Dopo una simile imbarcata, le sentenze elogiative dell’ultimo periodo sembrano improvvisamente vacillare. Fino a ieri l’Atalanta era la più europea delle italiane, l’ancora di salvezza del nostro sistema dal crac totale. Rimangiarsi tutto oggi non starebbe in piedi e sarebbe un esercizio profondamente carognesco. La corsa della Dea è finita malissimo contro un colosso inavvicinabile, ma l’eredità del suo percorso resta orgogliosamente intatta.
A Bergamo, del resto, nessuno ha mai dimenticato una vecchia e pungente riflessione di Andrea Agnelli: «Senza storia internazionale e con una grande prestazione sportiva l’Atalanta ha avuto accesso diretto alla Champions… Bisogna proteggere gli investimenti e i costi». Un amletico scontro ideologico tra la tutela del blasone e il premio alla pura abilità sportiva. Casualmente, però, proprio l'”Imbucata di provincia” si è ritrovata a essere l’unica portabandiera italiana agli ottavi di Champions League in questa stagione.
Non solo le cinque partecipazioni recenti in Champions e il trionfo in Europa League (ultimo trofeo continentale italiano): l’Atalanta impartisce lezioni di sostenibilità ai colossi.

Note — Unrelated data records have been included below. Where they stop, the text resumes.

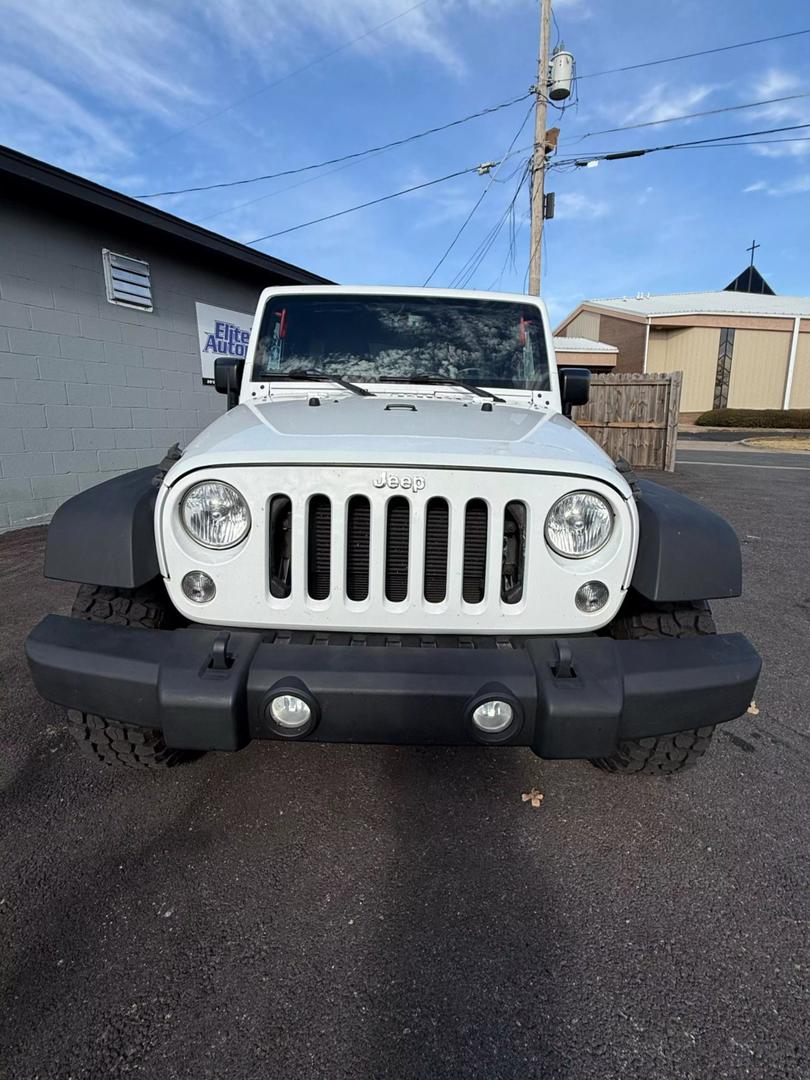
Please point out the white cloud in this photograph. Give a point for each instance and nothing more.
(663, 100)
(798, 186)
(574, 204)
(56, 122)
(157, 68)
(779, 83)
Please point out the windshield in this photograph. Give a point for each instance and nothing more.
(372, 338)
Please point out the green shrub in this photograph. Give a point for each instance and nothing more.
(755, 418)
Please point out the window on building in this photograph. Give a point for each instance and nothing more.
(127, 281)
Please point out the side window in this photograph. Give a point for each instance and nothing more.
(127, 281)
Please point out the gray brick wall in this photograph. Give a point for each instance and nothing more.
(90, 389)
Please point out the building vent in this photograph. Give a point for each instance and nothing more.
(127, 281)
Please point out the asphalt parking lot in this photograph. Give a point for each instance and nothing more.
(296, 912)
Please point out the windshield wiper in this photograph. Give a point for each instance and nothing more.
(439, 380)
(313, 376)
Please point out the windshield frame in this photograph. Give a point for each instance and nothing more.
(548, 385)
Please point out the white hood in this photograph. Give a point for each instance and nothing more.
(399, 432)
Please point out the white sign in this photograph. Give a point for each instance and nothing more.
(221, 333)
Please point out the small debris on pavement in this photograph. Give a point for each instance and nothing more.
(534, 796)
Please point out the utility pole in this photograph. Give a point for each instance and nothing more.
(538, 159)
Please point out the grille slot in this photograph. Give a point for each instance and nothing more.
(319, 548)
(358, 543)
(397, 537)
(514, 552)
(475, 552)
(436, 537)
(280, 518)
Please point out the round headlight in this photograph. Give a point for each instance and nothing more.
(579, 525)
(215, 514)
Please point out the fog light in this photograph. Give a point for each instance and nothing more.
(199, 586)
(592, 596)
(493, 716)
(291, 712)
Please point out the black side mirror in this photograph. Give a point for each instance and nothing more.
(228, 377)
(575, 387)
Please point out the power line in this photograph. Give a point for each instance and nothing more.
(305, 67)
(616, 156)
(346, 157)
(372, 202)
(688, 56)
(481, 198)
(469, 269)
(692, 116)
(601, 154)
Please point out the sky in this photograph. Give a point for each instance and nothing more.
(148, 96)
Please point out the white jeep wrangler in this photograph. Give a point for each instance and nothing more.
(394, 535)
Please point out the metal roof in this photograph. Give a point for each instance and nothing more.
(582, 345)
(53, 183)
(709, 304)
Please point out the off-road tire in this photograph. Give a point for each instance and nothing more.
(660, 755)
(103, 739)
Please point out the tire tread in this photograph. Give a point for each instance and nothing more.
(106, 740)
(661, 755)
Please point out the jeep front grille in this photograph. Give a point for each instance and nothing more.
(369, 550)
(403, 525)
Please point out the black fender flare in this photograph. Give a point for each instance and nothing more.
(686, 552)
(105, 536)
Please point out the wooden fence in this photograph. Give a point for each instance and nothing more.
(634, 417)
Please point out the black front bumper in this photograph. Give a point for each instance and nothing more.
(572, 697)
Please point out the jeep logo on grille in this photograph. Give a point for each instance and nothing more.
(407, 483)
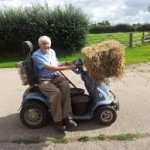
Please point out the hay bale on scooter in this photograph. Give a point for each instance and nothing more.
(104, 60)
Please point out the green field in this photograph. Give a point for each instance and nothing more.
(132, 55)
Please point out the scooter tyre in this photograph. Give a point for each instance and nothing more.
(39, 110)
(105, 115)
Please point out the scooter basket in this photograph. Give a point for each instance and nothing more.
(80, 104)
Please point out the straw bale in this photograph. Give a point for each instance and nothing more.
(104, 60)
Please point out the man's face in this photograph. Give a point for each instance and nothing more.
(45, 45)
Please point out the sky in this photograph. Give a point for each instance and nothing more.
(114, 11)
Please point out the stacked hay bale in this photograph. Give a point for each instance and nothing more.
(104, 60)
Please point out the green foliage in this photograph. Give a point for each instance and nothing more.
(67, 26)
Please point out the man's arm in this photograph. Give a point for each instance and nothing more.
(59, 68)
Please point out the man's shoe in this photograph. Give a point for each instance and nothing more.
(70, 122)
(60, 126)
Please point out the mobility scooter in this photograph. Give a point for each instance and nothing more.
(100, 103)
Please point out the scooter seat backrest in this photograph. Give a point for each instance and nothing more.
(31, 71)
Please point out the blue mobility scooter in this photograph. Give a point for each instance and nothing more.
(100, 103)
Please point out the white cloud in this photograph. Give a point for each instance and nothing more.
(114, 11)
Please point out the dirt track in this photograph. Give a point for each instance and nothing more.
(132, 91)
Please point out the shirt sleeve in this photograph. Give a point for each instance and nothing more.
(38, 61)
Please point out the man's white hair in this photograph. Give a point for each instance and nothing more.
(44, 38)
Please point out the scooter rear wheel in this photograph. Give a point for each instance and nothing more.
(106, 115)
(33, 115)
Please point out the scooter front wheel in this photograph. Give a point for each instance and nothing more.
(106, 115)
(33, 115)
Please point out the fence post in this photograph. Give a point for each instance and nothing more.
(143, 37)
(131, 39)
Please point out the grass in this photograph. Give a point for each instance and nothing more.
(83, 139)
(137, 54)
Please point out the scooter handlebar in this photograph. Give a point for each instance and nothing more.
(78, 62)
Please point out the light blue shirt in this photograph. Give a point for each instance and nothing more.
(41, 59)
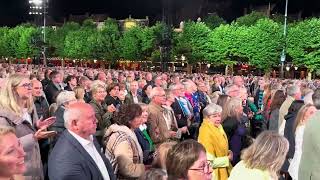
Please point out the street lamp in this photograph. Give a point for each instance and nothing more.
(283, 54)
(39, 7)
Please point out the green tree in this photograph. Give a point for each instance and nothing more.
(130, 44)
(3, 41)
(304, 43)
(214, 21)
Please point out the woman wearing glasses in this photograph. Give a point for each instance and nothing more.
(187, 160)
(11, 155)
(263, 159)
(17, 111)
(215, 141)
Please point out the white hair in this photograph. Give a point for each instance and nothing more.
(293, 90)
(96, 83)
(155, 91)
(211, 109)
(71, 114)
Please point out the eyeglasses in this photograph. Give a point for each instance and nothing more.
(26, 85)
(205, 169)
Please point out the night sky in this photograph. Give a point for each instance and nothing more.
(13, 12)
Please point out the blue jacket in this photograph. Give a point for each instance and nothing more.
(70, 161)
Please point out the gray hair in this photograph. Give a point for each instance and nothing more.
(155, 91)
(292, 90)
(71, 114)
(229, 87)
(211, 109)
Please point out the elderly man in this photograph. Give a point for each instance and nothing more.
(102, 77)
(77, 155)
(232, 90)
(293, 93)
(40, 102)
(54, 86)
(181, 108)
(159, 131)
(238, 81)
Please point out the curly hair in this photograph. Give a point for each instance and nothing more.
(127, 113)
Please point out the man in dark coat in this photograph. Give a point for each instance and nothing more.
(77, 154)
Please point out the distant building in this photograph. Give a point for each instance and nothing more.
(128, 23)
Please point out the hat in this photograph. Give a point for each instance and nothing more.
(65, 96)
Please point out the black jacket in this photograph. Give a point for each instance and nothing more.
(70, 161)
(51, 92)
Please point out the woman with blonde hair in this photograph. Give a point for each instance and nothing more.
(11, 155)
(215, 141)
(263, 159)
(303, 116)
(235, 130)
(16, 110)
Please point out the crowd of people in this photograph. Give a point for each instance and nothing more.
(98, 124)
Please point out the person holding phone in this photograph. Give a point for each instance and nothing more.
(12, 155)
(17, 111)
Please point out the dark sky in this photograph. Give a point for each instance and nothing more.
(13, 12)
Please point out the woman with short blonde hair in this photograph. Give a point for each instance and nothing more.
(303, 116)
(9, 98)
(11, 155)
(215, 141)
(161, 152)
(263, 159)
(16, 110)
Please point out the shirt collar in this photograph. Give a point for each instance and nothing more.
(81, 140)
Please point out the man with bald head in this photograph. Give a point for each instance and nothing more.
(159, 132)
(40, 102)
(77, 154)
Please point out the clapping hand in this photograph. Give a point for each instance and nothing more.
(44, 134)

I numeri parlano chiaro: dieci bilanci consecutivi in attivo e un muro di 500 milioni di euro di plusvalenze superato nell’era Gasperini, di cui ben 100 incassati solo nel 2024-25.
Il merito assoluto dei bergamaschi è essersi fatti da soli, senza ereditare posizioni di vertice per “diritto di sangue blu”. Il Bayern è inarrivabile per la Dea, ma lo è attualmente per qualsiasi big nostrana. Oltre il risultato tennistico, resta una consolazione rassicurante: esiste ancora un calcio in cui a pesare è il saper fare e non il casato. L’Atalanta ha tenuto in piedi la sbrindellata reputazione del nostro pallone. Molto più di quanto sia riuscito agli “Agnellisti”.